Eichenwald agreed that a reporter can never download or buy a
child-porn image. But he claimed that "viewing is slightly different.
I cannot knowingly hunt for an image - or images in general - that I
know to be illegal. But, in the course of my reporting, I came across
the model sites that struck me as clearly illegal." That, he wrote,
probably would make things OK because he told the authorities he had
an accident.

Really? He didn't know? Wasn't hunting? Please! Eichenwald notes in
his article that he found the illegal modeling sites "through on-line
advertising aimed at pedophiles" and through a link posted at
pedophile conversation sites to "forum postings and images." These
images were hyped with titillating phraseology. "Call 911 before
viewing!" said the come-on at one site, for a 9-year-old named
Sparkle. Eichenwald saw these dirty cues before he clicked his mouse.

Well, fine. Good for him and for the Times. But I want to go hunting
too, and I want my colleagues in the press to join me. I'm worried
that the government has declared an entire field of law enforcement
and public policy off-limits from empirical critique by academia and
the fourth estate. I want a process that allows non-governmental
investigators and journos to be vetted and qualified as child-porn
researchers. I'm not sure who would do the vetting or what the
criteria would be. Neither is Penn State's Jenkins. Still, says
Jenkins, if front-line research and reporting remains prohibited, "if
there's no garbage filter, no independent means for checking,
verifying or criticizing the government, that's very worrisome. As an
analogy, just imagine if every word we knew about terrorism came from
the FBI or the White House."

The comparison is hardly far-fetched.

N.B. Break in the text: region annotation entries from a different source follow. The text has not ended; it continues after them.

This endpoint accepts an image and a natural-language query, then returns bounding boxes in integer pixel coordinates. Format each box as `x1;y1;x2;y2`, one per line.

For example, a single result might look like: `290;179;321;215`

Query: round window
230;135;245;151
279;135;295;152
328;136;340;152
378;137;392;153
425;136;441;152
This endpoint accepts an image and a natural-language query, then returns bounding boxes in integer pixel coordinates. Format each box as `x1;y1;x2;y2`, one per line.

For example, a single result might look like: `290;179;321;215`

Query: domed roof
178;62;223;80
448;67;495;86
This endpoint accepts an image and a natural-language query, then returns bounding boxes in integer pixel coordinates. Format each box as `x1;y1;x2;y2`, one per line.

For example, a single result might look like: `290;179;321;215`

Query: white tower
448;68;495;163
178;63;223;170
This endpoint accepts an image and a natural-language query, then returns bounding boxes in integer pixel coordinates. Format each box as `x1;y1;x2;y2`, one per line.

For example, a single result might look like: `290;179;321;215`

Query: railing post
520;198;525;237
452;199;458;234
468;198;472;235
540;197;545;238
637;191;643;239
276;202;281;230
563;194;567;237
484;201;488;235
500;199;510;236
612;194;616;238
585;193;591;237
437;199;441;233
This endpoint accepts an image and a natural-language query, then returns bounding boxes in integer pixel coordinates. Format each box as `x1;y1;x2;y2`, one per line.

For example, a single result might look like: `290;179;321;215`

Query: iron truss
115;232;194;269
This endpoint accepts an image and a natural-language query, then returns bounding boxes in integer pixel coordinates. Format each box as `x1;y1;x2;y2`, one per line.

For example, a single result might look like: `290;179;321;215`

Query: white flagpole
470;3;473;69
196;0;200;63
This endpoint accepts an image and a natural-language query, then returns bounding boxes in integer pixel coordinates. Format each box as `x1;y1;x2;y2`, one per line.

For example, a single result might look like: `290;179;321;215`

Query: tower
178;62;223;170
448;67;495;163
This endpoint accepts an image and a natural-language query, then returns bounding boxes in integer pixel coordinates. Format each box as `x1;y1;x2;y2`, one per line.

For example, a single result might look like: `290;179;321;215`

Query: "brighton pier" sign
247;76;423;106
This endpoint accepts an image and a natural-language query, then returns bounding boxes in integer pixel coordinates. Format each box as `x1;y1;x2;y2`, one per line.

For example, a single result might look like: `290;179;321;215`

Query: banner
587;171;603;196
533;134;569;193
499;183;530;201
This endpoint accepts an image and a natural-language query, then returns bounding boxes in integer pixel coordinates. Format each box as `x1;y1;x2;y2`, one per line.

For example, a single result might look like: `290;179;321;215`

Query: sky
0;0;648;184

Post-9/11, the Patriot Act gives
police and prosecutors unprecedented rights: to search people's homes
without letting them know, to rifle through personal financial and
computer records, check on purchases from bookstores, and even monitor
which materials an individual has checked out of a library. Many
Americans are so troubled by the Patriot Act that hundreds of
communities have passed resolutions condemning it. But the government
says porn is one reason the act is needed.

In 2004, U.S. Attorney General John Ashcroft testified before Congress
that the Patriot Act had helped catch two Internet child
pornographers. It had enabled investigators to ask an Internet service
provider for the names of the criminals, then get a warrant to search
their houses. Later, some news sources found out that investigators
knew who the pornographers were and where they lived before they used
the Patriot Act. They had learned the old-fashioned, constitutional
way: by talking to a child victim and to an adult who had witnessed
wrongdoing. The Patriot Act had little or nothing to do with solving
the crime. But the government's claims at first got great, fluffy
press. Fluff, after all, is an easy response from reporters who are
frightened of looking on their own into the details and reality of
child porn.

In my e-mail to the Times' Eichenwald, I said I believe the government
should let journalists research the content of child porn sites, and
asked him for his thoughts. "I think perhaps the worst area to focus
on," he answered, "is news articles that closely examine the images
for the purpose of opining on their legality. There are so many other
valid stories in this area, it seems unnecessary to spend time on one
that will be defined by the courts, not by journalistic opinion."

I disagree. The government, including the courts, has often been as
irrational as the rest of society when it comes to children and sex -
and far more opportunistic. Child porn desperately needs not just
journalistic opinion, but journalistic fact as well. We need First
Amendment access to these images. They may be terrible to look at. But
not being able to look is even worse.